Create a new code chunk to test each of the vectors in a separate block. You can do this by using the ‘Insert’ menu just at the top of the pane for this markdown file and selecting R for an R code chunk, or by using the keyboard shortcut (on a Mac this is cmd-alt-i).
You should find that R coerces the data to a lowest common denominator - can you work out the hierarchy?
days <- c(1, 2, 4, 6, 8, 12, 16)
counts <- days ^ 2 + rnorm(days, mean = days)
# add your code here
plot.default(days,counts,pch = 5, col="Purple")
Check out what we did in the above example for getting some example counts data points. Can you make sense of what is going on here? Look at the help page for the rnorm function.
Our counts data don’t really look like counts as they are not whole numbers. Find the function in R that can round these up or down to the closest whole number and apply it in the above code chunk.
| Day | LineA | LineB | LineC |
|---|---|---|---|
| 1 | 4 | 5 | 14 |
| 2 | 9 | 17 | 16 |
| 3 | 7 | 22 | 10 |
| 4 | 12 | 20 | 14 |
| 5 | 23 | 24 | 20 |
| 6 | 8 | 18 | 12 |
Create some R vectors to hold this data and provide summary statisics for number of cells for each cell line. Plot some base R graphs if you like. Describe the data.
Day <- 1:6
LineA <- c(4,9,7,12,23,8)
LineB <- c(5,17,22,20,24,18)
LineC <- c(14,16,10,14,20,12)
datagraph <- plot(Day, LineA, type="o", col="blue", pch="o", lty=1, ylim=c(0,30), ylab="Count" )

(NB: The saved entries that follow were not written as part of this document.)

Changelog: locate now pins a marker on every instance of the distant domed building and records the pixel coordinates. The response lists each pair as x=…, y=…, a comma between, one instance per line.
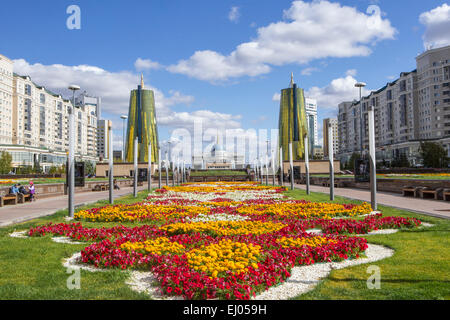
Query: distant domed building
x=218, y=158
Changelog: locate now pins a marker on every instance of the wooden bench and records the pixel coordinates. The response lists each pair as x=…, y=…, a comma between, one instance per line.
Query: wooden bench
x=411, y=191
x=101, y=187
x=9, y=198
x=430, y=193
x=446, y=195
x=23, y=197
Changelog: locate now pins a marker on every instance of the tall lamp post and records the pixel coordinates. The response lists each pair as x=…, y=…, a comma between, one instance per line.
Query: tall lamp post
x=123, y=117
x=360, y=85
x=71, y=160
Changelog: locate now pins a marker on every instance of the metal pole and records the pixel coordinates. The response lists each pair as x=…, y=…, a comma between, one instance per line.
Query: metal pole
x=135, y=167
x=111, y=165
x=273, y=168
x=149, y=171
x=373, y=163
x=261, y=171
x=123, y=139
x=267, y=171
x=331, y=159
x=71, y=161
x=307, y=164
x=167, y=169
x=281, y=167
x=173, y=173
x=159, y=167
x=291, y=162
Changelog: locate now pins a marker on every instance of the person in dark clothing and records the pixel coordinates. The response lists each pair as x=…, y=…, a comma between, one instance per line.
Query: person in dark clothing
x=22, y=189
x=116, y=186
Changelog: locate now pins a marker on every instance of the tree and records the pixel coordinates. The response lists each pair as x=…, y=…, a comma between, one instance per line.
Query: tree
x=5, y=162
x=89, y=168
x=351, y=162
x=434, y=155
x=401, y=162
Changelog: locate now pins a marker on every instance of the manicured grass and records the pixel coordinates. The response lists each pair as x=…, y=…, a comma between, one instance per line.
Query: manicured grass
x=419, y=269
x=384, y=176
x=212, y=173
x=31, y=268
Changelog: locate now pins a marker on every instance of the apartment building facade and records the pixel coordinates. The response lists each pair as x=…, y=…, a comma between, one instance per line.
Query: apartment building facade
x=411, y=109
x=311, y=120
x=38, y=122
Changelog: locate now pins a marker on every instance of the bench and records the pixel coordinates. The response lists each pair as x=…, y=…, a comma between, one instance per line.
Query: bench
x=446, y=195
x=23, y=197
x=9, y=198
x=411, y=191
x=101, y=187
x=430, y=193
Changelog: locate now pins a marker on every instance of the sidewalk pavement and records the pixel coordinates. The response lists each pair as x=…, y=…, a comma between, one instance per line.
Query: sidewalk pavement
x=435, y=208
x=10, y=214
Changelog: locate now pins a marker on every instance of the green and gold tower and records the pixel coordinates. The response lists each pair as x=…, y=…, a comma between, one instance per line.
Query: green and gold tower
x=292, y=121
x=142, y=124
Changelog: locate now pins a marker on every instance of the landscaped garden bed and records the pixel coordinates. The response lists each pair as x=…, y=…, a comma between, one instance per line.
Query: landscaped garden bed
x=221, y=240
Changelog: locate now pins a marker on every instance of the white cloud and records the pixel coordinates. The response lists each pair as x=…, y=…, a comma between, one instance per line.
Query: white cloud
x=146, y=64
x=114, y=89
x=308, y=71
x=437, y=23
x=339, y=90
x=309, y=31
x=234, y=14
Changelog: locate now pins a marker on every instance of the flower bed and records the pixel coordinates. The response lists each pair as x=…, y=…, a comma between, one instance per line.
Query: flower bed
x=209, y=246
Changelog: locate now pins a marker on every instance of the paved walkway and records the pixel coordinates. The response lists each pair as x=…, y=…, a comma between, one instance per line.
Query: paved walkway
x=10, y=214
x=436, y=208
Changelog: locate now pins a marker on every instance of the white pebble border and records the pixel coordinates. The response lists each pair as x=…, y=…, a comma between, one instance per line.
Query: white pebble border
x=305, y=278
x=19, y=234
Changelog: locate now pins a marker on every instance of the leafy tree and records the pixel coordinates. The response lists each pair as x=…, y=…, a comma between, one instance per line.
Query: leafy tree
x=89, y=168
x=351, y=162
x=434, y=155
x=401, y=162
x=5, y=162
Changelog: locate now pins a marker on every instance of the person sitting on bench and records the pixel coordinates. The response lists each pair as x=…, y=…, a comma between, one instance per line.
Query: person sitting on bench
x=14, y=189
x=32, y=191
x=116, y=186
x=22, y=189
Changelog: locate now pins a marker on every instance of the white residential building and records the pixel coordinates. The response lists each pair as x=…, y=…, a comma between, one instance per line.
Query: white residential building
x=6, y=100
x=34, y=122
x=311, y=119
x=335, y=142
x=103, y=143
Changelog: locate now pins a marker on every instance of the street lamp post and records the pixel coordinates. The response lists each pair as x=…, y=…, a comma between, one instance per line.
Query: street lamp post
x=71, y=160
x=291, y=163
x=123, y=117
x=307, y=164
x=281, y=167
x=149, y=173
x=331, y=159
x=372, y=156
x=159, y=167
x=111, y=165
x=167, y=169
x=135, y=167
x=360, y=85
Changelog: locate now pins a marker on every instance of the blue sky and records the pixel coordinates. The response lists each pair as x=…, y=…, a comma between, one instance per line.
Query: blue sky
x=225, y=84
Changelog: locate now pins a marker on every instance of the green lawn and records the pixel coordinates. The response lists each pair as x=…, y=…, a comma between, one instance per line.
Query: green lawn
x=419, y=269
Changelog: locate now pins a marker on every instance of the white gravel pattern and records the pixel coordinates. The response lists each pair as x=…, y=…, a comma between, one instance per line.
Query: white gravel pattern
x=306, y=278
x=19, y=234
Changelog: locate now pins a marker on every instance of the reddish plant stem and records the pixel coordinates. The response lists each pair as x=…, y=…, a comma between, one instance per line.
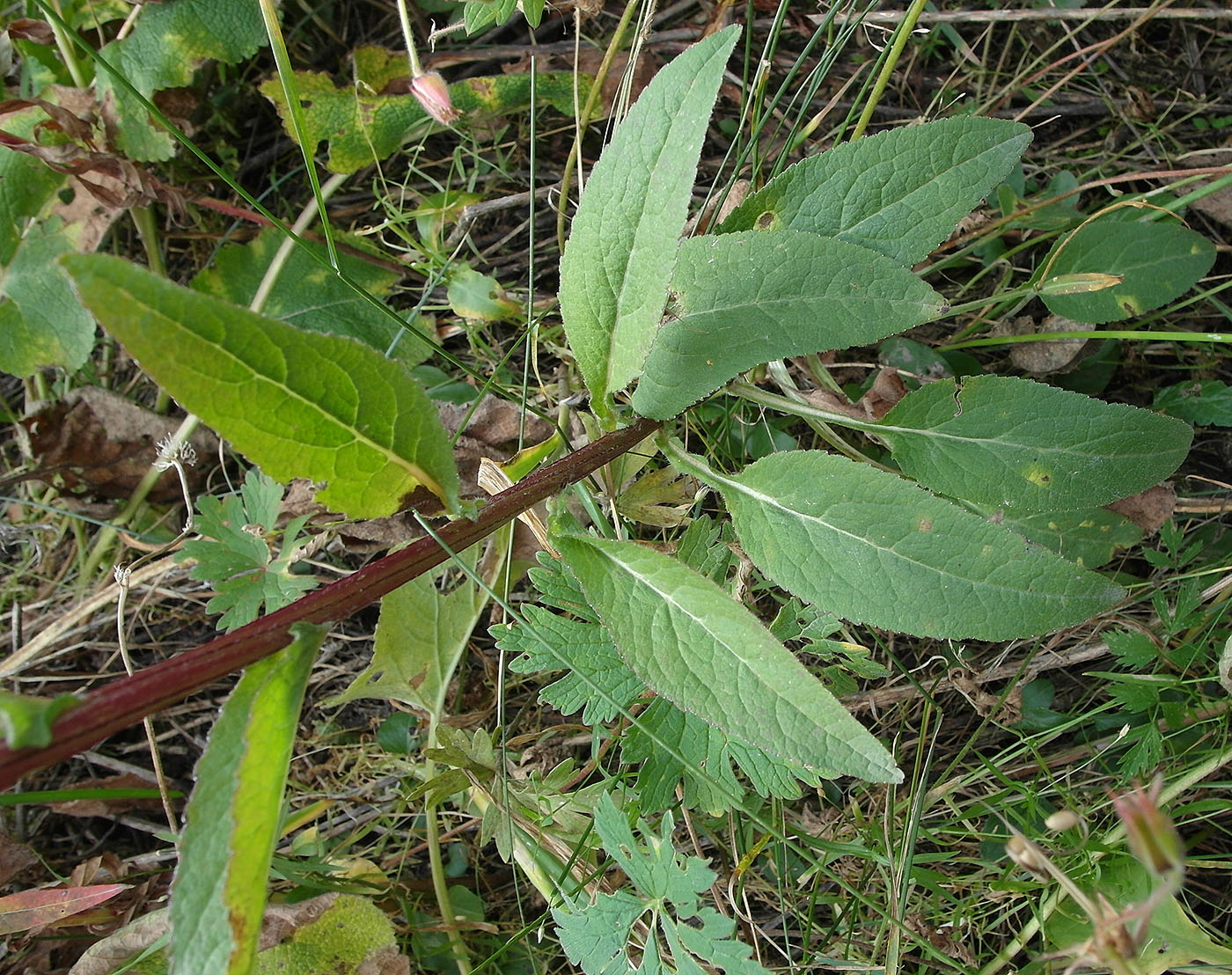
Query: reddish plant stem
x=126, y=701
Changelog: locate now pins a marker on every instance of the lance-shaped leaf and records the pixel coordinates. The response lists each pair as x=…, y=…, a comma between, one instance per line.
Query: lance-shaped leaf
x=875, y=549
x=899, y=193
x=615, y=270
x=296, y=403
x=705, y=652
x=1155, y=261
x=231, y=821
x=1022, y=444
x=744, y=298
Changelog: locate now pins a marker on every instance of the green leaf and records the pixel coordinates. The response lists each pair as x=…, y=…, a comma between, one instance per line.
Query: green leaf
x=238, y=562
x=231, y=820
x=1158, y=261
x=297, y=403
x=310, y=296
x=875, y=549
x=26, y=722
x=599, y=683
x=599, y=935
x=40, y=320
x=898, y=193
x=164, y=49
x=421, y=637
x=705, y=652
x=675, y=748
x=1089, y=537
x=1022, y=444
x=681, y=751
x=365, y=126
x=1207, y=403
x=615, y=270
x=739, y=300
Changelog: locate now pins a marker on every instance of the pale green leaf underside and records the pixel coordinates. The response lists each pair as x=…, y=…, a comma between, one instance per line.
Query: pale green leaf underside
x=40, y=320
x=898, y=193
x=615, y=270
x=421, y=637
x=743, y=298
x=1022, y=444
x=705, y=652
x=297, y=403
x=231, y=821
x=1158, y=261
x=875, y=549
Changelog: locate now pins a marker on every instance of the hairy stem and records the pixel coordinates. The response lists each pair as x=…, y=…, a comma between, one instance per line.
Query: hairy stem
x=128, y=700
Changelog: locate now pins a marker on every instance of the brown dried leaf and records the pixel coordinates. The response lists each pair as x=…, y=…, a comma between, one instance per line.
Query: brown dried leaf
x=1148, y=509
x=14, y=858
x=95, y=442
x=884, y=392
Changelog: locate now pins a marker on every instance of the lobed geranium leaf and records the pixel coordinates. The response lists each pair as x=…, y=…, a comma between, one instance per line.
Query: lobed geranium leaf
x=297, y=403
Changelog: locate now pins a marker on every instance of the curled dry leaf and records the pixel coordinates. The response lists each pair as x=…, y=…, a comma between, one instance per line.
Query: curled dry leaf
x=1148, y=509
x=95, y=443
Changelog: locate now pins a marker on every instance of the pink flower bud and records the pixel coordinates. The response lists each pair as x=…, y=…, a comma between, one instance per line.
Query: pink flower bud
x=1152, y=837
x=431, y=92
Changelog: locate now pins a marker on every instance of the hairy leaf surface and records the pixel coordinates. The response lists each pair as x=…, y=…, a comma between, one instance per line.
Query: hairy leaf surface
x=875, y=549
x=615, y=270
x=311, y=296
x=231, y=821
x=297, y=403
x=705, y=652
x=898, y=193
x=1022, y=444
x=744, y=298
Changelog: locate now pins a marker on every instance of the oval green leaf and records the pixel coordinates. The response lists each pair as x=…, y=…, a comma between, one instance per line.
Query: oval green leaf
x=615, y=270
x=1022, y=444
x=875, y=549
x=744, y=298
x=898, y=193
x=296, y=403
x=705, y=652
x=1157, y=261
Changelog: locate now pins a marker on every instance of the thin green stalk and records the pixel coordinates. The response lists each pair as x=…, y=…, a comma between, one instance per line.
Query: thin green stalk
x=1098, y=848
x=584, y=117
x=295, y=113
x=1137, y=335
x=65, y=47
x=896, y=51
x=440, y=883
x=148, y=231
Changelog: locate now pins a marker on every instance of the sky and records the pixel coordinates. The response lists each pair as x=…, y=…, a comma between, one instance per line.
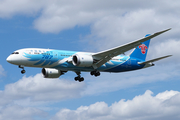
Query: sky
x=92, y=26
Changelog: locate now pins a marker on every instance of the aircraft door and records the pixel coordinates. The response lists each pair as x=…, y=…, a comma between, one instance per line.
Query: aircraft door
x=55, y=55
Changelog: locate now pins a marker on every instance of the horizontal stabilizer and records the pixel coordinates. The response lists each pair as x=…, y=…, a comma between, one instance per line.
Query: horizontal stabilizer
x=153, y=60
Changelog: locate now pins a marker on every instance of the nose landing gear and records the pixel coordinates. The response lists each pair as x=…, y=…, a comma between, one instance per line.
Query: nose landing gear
x=95, y=73
x=22, y=71
x=79, y=78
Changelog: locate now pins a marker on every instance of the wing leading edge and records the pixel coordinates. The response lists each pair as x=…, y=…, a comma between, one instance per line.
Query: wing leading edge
x=104, y=56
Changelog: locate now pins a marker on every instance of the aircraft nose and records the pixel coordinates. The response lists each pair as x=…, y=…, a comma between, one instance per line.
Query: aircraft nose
x=9, y=59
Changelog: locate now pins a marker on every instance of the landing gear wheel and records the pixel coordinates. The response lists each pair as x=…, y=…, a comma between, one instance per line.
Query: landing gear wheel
x=81, y=79
x=95, y=73
x=23, y=71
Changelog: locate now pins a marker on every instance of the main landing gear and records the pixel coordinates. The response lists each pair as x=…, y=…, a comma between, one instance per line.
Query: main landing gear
x=22, y=71
x=79, y=78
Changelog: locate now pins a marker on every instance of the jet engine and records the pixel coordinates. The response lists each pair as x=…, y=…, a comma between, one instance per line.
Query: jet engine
x=51, y=73
x=81, y=60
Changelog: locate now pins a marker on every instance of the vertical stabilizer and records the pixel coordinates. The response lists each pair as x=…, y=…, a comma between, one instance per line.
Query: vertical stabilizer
x=141, y=51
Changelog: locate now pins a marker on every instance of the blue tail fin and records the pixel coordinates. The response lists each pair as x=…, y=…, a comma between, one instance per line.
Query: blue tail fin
x=141, y=51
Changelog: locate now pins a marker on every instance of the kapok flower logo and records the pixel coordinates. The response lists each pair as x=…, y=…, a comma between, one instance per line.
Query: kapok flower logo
x=143, y=48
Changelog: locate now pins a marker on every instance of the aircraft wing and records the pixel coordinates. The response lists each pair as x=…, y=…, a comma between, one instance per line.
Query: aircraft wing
x=104, y=56
x=153, y=60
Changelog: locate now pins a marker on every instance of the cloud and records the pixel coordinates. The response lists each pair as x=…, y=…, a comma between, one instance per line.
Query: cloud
x=109, y=82
x=14, y=112
x=141, y=107
x=37, y=88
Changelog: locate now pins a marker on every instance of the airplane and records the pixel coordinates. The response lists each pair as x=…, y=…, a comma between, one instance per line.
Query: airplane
x=55, y=63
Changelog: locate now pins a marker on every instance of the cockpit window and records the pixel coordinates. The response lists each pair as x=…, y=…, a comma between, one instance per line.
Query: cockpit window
x=15, y=53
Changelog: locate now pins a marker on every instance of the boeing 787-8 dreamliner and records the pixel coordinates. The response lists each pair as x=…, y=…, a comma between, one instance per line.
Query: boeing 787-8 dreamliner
x=55, y=63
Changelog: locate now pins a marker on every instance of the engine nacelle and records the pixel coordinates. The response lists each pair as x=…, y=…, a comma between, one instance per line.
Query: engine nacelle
x=51, y=73
x=81, y=60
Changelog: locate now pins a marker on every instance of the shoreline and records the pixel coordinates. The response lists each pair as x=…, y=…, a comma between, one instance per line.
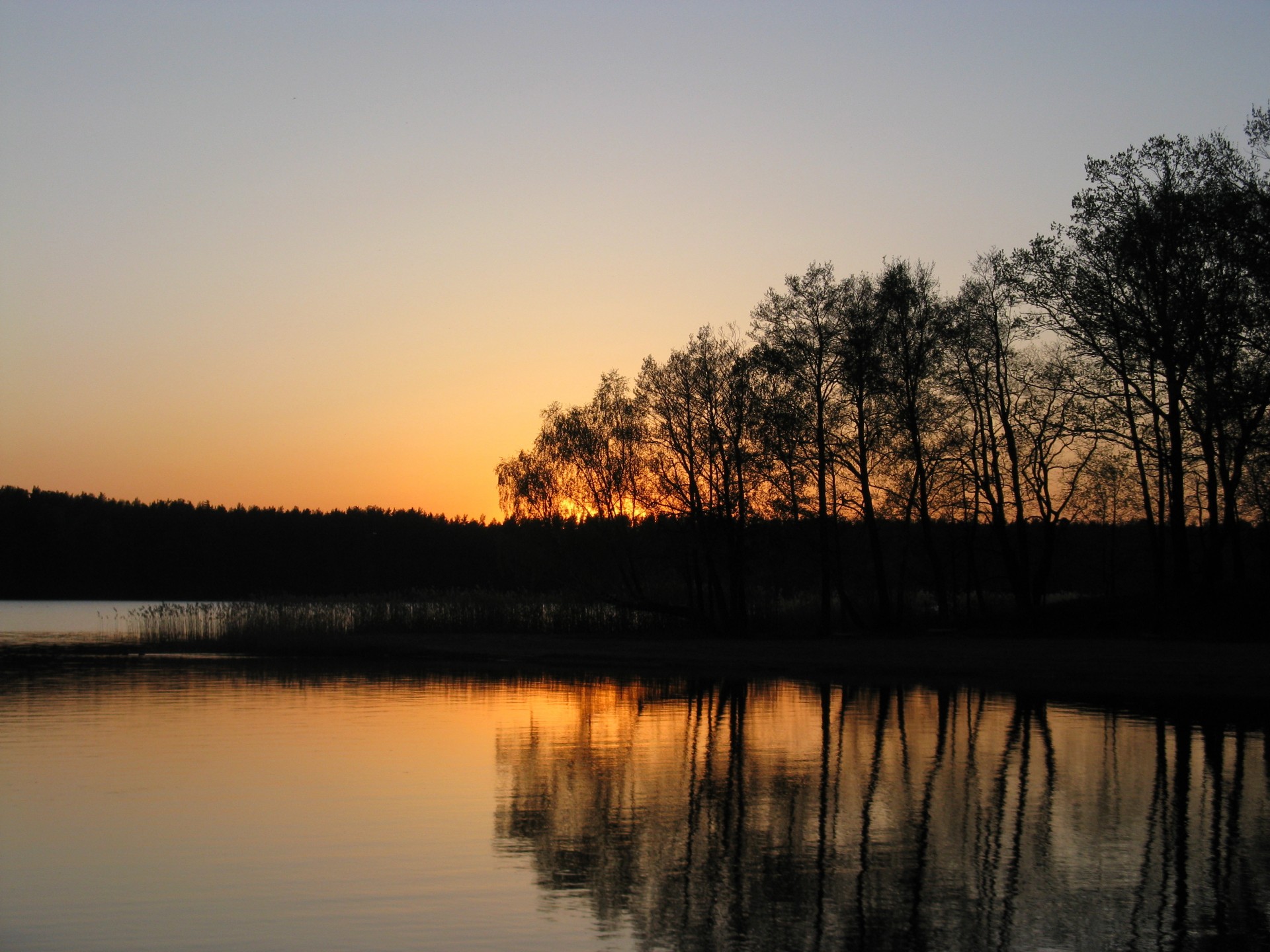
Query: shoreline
x=1124, y=668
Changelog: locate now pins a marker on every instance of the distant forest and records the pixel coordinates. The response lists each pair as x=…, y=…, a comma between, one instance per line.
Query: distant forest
x=1114, y=372
x=1078, y=434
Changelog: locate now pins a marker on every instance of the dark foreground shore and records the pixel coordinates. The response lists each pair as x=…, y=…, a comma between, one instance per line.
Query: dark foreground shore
x=1122, y=668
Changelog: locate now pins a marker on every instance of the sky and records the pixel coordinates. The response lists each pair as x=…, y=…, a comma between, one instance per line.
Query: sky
x=334, y=254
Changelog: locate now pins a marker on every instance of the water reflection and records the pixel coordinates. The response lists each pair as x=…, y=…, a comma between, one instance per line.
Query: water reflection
x=745, y=815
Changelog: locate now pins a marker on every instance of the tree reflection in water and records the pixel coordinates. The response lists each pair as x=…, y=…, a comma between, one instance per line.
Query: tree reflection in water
x=740, y=815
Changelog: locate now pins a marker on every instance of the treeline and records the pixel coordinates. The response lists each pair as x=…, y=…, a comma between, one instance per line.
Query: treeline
x=1113, y=372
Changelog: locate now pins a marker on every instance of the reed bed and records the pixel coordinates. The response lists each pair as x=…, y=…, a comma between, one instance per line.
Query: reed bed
x=247, y=626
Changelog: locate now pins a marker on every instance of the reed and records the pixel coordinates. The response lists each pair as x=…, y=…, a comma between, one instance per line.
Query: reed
x=339, y=623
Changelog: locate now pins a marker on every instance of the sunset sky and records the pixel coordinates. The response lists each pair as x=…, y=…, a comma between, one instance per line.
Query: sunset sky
x=331, y=254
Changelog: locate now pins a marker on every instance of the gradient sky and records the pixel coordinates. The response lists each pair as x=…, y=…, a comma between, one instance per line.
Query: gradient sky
x=342, y=254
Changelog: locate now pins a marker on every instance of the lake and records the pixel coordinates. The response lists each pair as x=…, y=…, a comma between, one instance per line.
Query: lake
x=210, y=804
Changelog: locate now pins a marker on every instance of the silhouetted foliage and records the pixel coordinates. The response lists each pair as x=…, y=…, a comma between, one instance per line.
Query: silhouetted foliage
x=1132, y=340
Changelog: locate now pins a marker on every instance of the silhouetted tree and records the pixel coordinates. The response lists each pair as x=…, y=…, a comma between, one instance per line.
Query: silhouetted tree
x=798, y=337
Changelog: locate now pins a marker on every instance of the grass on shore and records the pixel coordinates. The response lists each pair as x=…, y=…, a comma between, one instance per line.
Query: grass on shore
x=320, y=625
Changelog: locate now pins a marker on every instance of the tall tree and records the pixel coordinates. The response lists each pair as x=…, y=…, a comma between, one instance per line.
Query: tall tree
x=798, y=335
x=916, y=334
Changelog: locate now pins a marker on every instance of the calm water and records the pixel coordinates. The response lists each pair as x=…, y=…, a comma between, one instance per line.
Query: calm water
x=36, y=622
x=181, y=805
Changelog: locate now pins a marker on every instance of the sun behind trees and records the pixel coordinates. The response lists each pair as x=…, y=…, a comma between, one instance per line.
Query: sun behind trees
x=1114, y=372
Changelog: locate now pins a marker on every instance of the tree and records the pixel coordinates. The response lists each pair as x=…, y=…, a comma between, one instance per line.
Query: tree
x=915, y=329
x=1147, y=281
x=798, y=338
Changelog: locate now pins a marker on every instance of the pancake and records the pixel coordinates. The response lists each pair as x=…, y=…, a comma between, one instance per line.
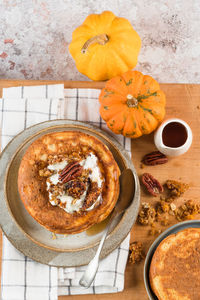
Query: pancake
x=68, y=181
x=175, y=266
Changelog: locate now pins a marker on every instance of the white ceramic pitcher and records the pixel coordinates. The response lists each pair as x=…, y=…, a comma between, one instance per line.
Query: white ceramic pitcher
x=166, y=149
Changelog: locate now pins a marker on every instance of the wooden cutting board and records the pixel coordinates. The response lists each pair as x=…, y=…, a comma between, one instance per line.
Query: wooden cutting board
x=183, y=101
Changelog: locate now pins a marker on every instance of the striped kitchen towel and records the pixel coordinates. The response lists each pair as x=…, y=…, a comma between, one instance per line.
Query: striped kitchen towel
x=23, y=278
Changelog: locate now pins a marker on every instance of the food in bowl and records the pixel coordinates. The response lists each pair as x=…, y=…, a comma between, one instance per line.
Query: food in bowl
x=175, y=266
x=68, y=181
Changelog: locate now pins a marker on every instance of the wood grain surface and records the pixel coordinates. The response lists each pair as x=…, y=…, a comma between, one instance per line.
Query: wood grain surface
x=183, y=101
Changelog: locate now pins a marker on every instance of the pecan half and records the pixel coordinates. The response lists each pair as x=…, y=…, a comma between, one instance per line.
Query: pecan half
x=75, y=188
x=154, y=158
x=152, y=185
x=70, y=172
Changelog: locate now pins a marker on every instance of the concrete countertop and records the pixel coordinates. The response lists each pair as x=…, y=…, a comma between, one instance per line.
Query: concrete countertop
x=34, y=37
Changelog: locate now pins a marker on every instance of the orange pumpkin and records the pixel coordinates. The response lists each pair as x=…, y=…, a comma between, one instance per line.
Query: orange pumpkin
x=132, y=104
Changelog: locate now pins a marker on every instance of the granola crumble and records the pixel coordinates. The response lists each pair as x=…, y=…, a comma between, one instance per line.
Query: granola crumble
x=175, y=189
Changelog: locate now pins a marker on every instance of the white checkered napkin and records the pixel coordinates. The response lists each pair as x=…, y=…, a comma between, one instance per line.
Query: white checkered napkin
x=21, y=107
x=23, y=278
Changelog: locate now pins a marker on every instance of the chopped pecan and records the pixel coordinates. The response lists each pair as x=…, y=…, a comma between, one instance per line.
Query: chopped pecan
x=154, y=158
x=93, y=193
x=136, y=253
x=75, y=188
x=152, y=185
x=146, y=214
x=70, y=172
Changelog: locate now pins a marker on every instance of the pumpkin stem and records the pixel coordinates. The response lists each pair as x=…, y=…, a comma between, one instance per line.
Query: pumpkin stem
x=131, y=101
x=101, y=39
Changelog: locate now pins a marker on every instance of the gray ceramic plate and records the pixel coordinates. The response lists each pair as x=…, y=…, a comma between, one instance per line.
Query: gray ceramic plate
x=26, y=234
x=171, y=230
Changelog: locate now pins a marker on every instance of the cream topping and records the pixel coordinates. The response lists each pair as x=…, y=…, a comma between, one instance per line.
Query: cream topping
x=72, y=205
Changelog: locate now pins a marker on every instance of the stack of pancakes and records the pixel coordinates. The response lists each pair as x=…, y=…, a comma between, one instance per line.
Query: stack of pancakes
x=33, y=189
x=175, y=266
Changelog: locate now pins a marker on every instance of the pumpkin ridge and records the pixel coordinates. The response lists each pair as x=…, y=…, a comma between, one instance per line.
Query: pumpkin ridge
x=142, y=97
x=141, y=105
x=116, y=116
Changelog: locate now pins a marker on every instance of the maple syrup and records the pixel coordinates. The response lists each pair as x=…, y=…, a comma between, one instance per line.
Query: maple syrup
x=97, y=228
x=174, y=135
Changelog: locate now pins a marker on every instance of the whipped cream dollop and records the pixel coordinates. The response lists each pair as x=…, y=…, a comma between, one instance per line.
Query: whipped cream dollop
x=67, y=202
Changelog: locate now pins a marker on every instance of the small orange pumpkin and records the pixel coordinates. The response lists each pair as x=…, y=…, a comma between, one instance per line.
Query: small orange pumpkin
x=132, y=104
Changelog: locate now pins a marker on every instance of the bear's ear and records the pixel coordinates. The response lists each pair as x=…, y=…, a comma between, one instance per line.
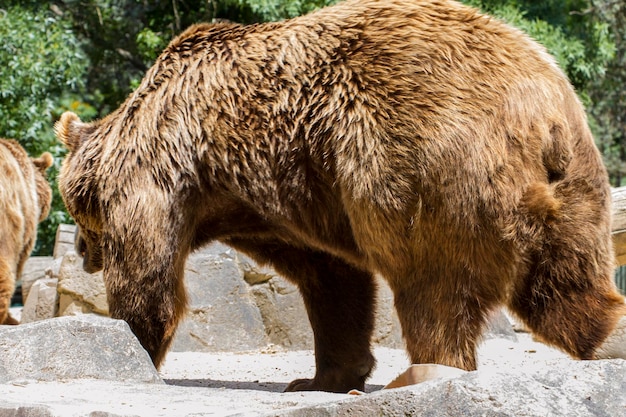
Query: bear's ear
x=43, y=162
x=68, y=130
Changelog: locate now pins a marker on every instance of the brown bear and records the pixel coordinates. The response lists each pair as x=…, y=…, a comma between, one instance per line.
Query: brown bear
x=25, y=198
x=415, y=139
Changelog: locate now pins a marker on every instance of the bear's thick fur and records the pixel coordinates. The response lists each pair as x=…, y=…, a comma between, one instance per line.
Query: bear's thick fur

# Add second curve to the same plot by calling points() and lines()
points(Day, LineB, col="red", pch="*")
lines(Day, LineB, col="red",lty=2)
# Add Third curve to the same plot by calling points() and lines()
points(Day, LineC, col="dark red",pch="+")
lines(Day, LineC, col="dark red", lty=3)
summary(LineA)
## Min. 1st Qu. Median Mean 3rd Qu. Max.
## 4.00 7.25 8.50 10.50 11.25 23.00
summary(LineB)
## Min. 1st Qu. Median Mean 3rd Qu. Max.
## 5.00 17.25 19.00 17.67 21.50 24.00
summary(LineC)
## Min. 1st Qu. Median Mean 3rd Qu. Max.
## 10.00 12.50 14.00 14.33 15.50 20.00
You are then provided with assay data that states that LineA had an activity of 4.2 per cell, LineB an activity of 3.4 and LineC of 1.3.
Use R to calculate the activities of each sample on each day and provide summary statistics of activity for each line.
Click on the ‘Knit’ menu at the top of this file and select either whichever option you prefer to create an HTML, PDF or Word document version of your assignment. This will run all the code chunks and “knit” the resulting results with the surrounding text to produce a report.